Las Vegas AI; A Baseball Predictor

Zeb Gordon
Bucknell AI & CogSci
11 min readNov 8, 2019

Las Vegas AI; A Baseball Predictor

By Jarek Gozdieski. Weiwei Gu and Zeb Gordon

Introduction:

We have constructed an Artificial Intelligence agent that can predict the outcome of baseball games. The data used to build up the prediction is based on recent historical statistics of team statistics and individual pitcher statistics who will be playing that game. The AI agent will be constructed with a neural network that will weight different variables based on how much the variable influences the outcome. The network will output the confidence of winning for a specific team of the matchup the network analyzes.

Our short term goal will be to have out agent predict a game or a series because baseball teams usually play three or four games against each team. Our long term goal would be to predict season long records and who will be in the playoffs as well as who will win the World Series. We also plan to incorporate external variables which include weather, injuries, and who is playing at their home stadium and who is playing at their away stadium.

The environment that we foresee our agent being used in would be in a sports betting scenario that people could use to get a better reference on what team to bet on. Another environment that our agent could be used could be within baseball organizations. Organizations could use our agent to see what the need to address in team statistics in order to win a game and have a better record.

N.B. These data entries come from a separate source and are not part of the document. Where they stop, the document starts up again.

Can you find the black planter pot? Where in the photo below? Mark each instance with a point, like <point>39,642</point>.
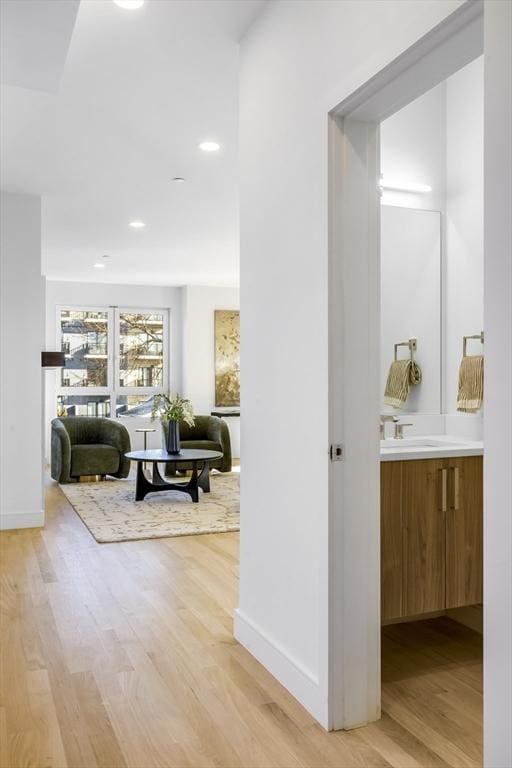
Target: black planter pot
<point>173,444</point>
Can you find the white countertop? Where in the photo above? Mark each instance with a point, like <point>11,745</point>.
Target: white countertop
<point>429,447</point>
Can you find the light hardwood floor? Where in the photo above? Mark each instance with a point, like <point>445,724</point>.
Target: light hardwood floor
<point>120,655</point>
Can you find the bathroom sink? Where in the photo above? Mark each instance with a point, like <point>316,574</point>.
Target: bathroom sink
<point>415,442</point>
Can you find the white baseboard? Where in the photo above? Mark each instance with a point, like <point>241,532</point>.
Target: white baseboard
<point>24,519</point>
<point>290,673</point>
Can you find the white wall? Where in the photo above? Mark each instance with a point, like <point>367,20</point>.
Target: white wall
<point>22,339</point>
<point>438,139</point>
<point>104,294</point>
<point>464,232</point>
<point>298,61</point>
<point>199,305</point>
<point>411,300</point>
<point>498,409</point>
<point>413,149</point>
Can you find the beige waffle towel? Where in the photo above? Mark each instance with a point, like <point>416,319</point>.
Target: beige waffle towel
<point>402,374</point>
<point>471,384</point>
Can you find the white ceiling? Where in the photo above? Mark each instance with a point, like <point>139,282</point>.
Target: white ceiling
<point>139,90</point>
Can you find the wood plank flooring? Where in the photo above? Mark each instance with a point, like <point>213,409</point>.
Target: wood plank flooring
<point>122,656</point>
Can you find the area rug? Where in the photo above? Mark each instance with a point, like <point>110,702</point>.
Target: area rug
<point>110,512</point>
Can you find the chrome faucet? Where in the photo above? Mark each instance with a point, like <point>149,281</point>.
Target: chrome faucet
<point>399,430</point>
<point>385,417</point>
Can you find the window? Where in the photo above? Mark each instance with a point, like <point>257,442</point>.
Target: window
<point>116,360</point>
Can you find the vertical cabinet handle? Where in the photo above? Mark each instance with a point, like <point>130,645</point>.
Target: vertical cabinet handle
<point>444,490</point>
<point>456,494</point>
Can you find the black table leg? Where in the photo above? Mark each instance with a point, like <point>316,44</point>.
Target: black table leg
<point>144,486</point>
<point>203,480</point>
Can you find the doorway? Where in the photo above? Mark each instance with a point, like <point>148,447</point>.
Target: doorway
<point>354,352</point>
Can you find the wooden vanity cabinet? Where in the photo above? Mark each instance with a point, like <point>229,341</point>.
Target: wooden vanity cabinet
<point>464,532</point>
<point>431,535</point>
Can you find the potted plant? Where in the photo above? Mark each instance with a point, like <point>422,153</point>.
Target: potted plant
<point>171,409</point>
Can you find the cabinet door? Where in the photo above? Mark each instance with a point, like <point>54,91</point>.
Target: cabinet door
<point>391,539</point>
<point>464,532</point>
<point>424,503</point>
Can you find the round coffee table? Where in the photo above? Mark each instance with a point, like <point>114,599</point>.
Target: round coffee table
<point>200,477</point>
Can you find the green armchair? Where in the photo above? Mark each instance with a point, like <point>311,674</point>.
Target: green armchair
<point>88,446</point>
<point>209,433</point>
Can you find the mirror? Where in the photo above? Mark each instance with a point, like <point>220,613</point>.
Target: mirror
<point>411,300</point>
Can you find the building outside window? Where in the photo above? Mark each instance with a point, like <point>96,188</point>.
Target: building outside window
<point>116,360</point>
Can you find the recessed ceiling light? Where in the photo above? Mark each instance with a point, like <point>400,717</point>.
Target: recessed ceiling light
<point>209,146</point>
<point>129,5</point>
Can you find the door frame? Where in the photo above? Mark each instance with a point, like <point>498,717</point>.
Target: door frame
<point>354,355</point>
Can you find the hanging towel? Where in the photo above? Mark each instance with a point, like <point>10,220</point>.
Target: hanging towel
<point>471,384</point>
<point>402,375</point>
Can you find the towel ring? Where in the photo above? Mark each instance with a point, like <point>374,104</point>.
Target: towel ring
<point>465,340</point>
<point>412,344</point>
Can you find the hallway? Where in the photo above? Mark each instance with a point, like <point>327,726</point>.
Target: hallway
<point>122,655</point>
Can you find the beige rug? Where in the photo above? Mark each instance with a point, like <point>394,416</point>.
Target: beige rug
<point>110,512</point>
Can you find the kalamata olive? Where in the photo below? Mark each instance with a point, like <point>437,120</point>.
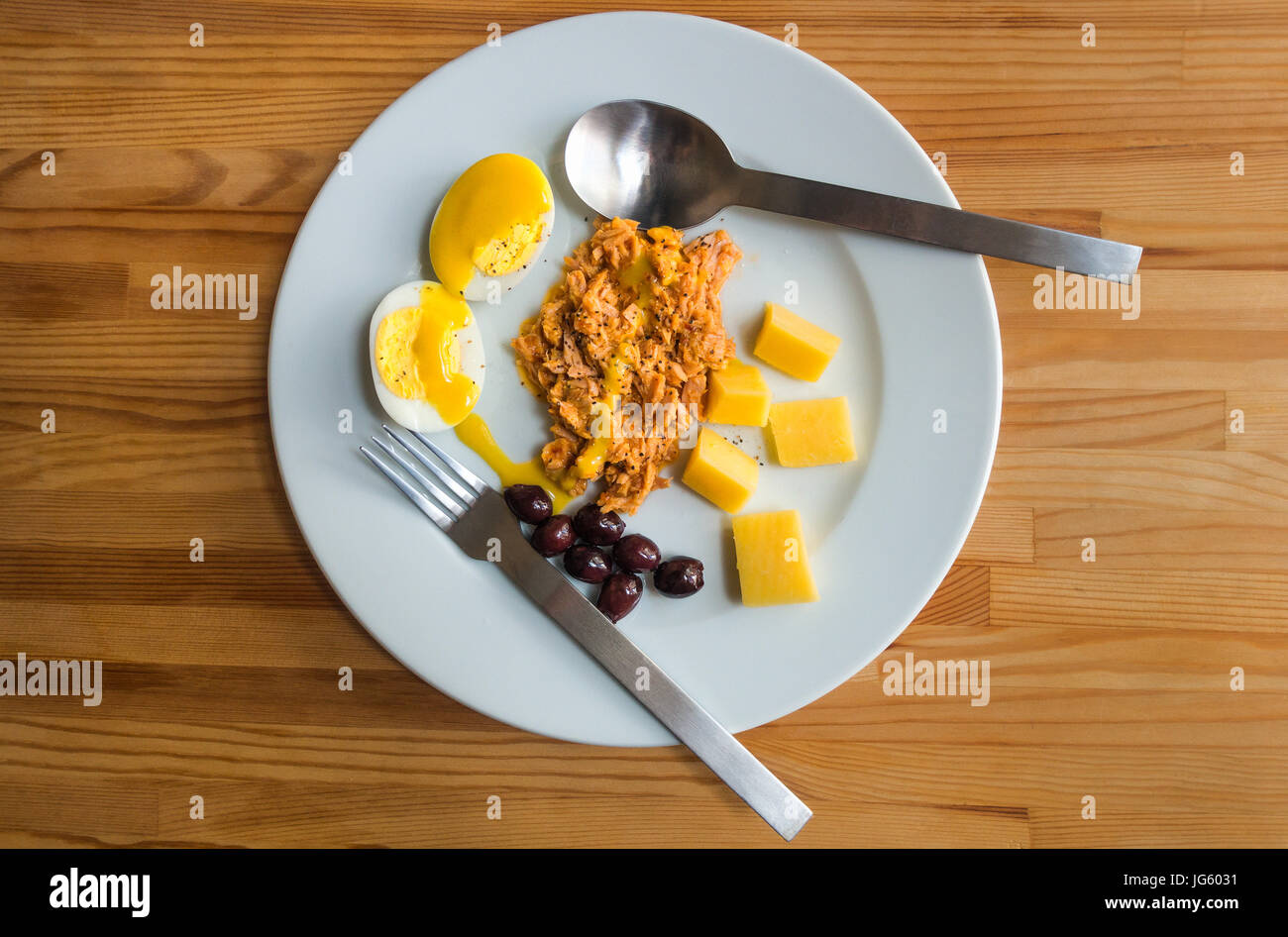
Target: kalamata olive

This could help them negotiate contracts more efficiently as well as finding the right baseball players and mix of players to help their team.

There are a lot of adaptations that our agent needs to address. The agent needs to adapt to the teams that are playing the specific game it’s analyzing, as well as adapt to the data of those specific teams. Another adaptation that we need to address when we extend our agent to our long term goal is any external variables. This includes weather, injuries,and any trades that the team makes. The agent should also adapt to the recent record of each team. Athletic teams, especially baseball, tend to do better when they have a lot of momentum. This seems especially evident in longer series such as the postseason. This agent needs to be able to versatile in order to address these variables and problems.

Analytics in Baseball:

The decision to use baseball for the AI agent is because baseball has become the leading sport for analytically analysis. There is so much data for all positions and situations whether it be a pitcher-batter matchup, batting statistics, fielding statistics and the pitching and bullpen statistics.

Our largest inspiration that helped us recognize this phenomena was the movie MoneyBall. The movie is based on a true story about the 2002 Oakland Athletics baseball team. This money takes an in depth look of how Billy Beane, the general manager of the team at the time. He realizes that the conventional methodology of baseball and how to analyze and approach constructing a team is wrong. He partnered with Peter brand, an Ivy League graduate, to reconstruct the team with a limited budget. The way they approached this was through the use of personal statistics of players. This method revolutionized the way baseball is managed and the way players are analyzed as the 2002 Athletics out performed all expectations while also having one of the cheapest budgets in the Major leagues (Elbert, 2011).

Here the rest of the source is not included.